Posted on: 12.04.2019
You can’t do great work without great people, and in many parts of the PR and marketing industry, the right talent is increasingly hard to come by. With skills shortages jeopardising everything from the delivery of particular campaigns to even the sustainability of whole business models, our founder and CEO Alice Weightman discusses the strategies that can help leaders in communications stay one step ahead in the talent wars…
Talent is a perennial concern for CEOs in the PR/marketing/public affairs space. It affects the industry at both a micro level – getting the right people in place, when you need them – and at a macro level, leading to upward pressure on wages that erodes bottom lines and makes survival a challenge. And, of course, with Brexit looming (at least at the time of writing), we are facing another great unknown that could lead to attrition of talent from the industry. These are challenging times, but there are several things businesses can do in order to make finding – and keeping – talent easier.
So often agency websites are sales-focussed i.e. geared toward winning new clients. However, you can’t service these clients without the right talent so of equal importance is selling yourself to prospective new hires. A dull page just asking people to send in their CVs won’t cut it anymore; use your website as your shop window and make sure it is clear why the best candidates should want to come and work for you and what makes you stand out from the competition.
This takes time and effort but building a talent pipeline long before you actually need that talent within the business really does pay dividends. Liaising with potential hires on an ongoing basis, building warm contacts and doing the soft sell over a longer period of time can mean that when you do need talent, much of the relationship-building is already done and great candidates are already half way to joining you. If you do not have the capacity to do this in-house, a good head-hunter will be able to ensure that the right conversations are happening.

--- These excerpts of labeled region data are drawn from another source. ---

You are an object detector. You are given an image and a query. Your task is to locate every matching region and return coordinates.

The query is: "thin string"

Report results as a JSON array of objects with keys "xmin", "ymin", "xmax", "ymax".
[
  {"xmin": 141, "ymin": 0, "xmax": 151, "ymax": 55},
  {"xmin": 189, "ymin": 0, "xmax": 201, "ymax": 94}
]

This is a candidate-led market and that means that many comms businesses should be re-framing how they see the interview process. Power has shifted towards candidates and star hires (and sometimes even their less impressive peers) know that they can rely on offers from several agencies, and play them off against each other to ensure they get the best possible salary. In these market conditions, seeing the interview process as merely a chance for employees to sell themselves to you won’t work. Equally important is selling your organisation to them.
Technology means that we simply don’t all need to work in the same office, in the same city at the same time. So one way businesses can tackle their skills shortages is by using technology to broaden their talent pool geographically, whether that means recruiting outside of London or even enabling employees affected by Brexit to carry on working remotely from another country.
Similarly, ‘returnships’ can help businesses gain access to latent talent by reintroducing those who have been out of the workforce due to caring responsibilities, while breaking up roles into new, part time positions can help widen the pool to include senior talent only in the market for non-FT roles.
Parallel recruitment – that is recruiting from complementary industries – can also pay dividends in the long run. Indeed, we have just introduced a new service called Parallel People that helps businesses do just that.
Some businesses shy away from hiring freelance talent for fear it will be too expensive, but actually, freelancers can often prove better value than employed talent. Often, they’ll be senior-level professionals who are very much ‘a safe pair of hands’, with the ability to carry out work much more quickly (and effectively) than more junior in-house colleagues, meaning they actually prove more cost-effective. Platforms dedicated to finding, managing and paying freelancers, such as our sister company The Work Crowd can make the whole process of building and managing a freelance talent pool so much easier.
There’s an old saying: “Buy cheap, buy twice” and certainly a bad hire can end up costing your business more in the long run. In fact, some estimates place the long-term cost of hiring the wrong person at around three times that person’s salary. When interviewing, don’t just take a transactional view of whether this person can more or less plug a current gap in your business. Instead, assess them on cultural fit, values, ethics – it’s these things that will help glue your business to the right people in the long term.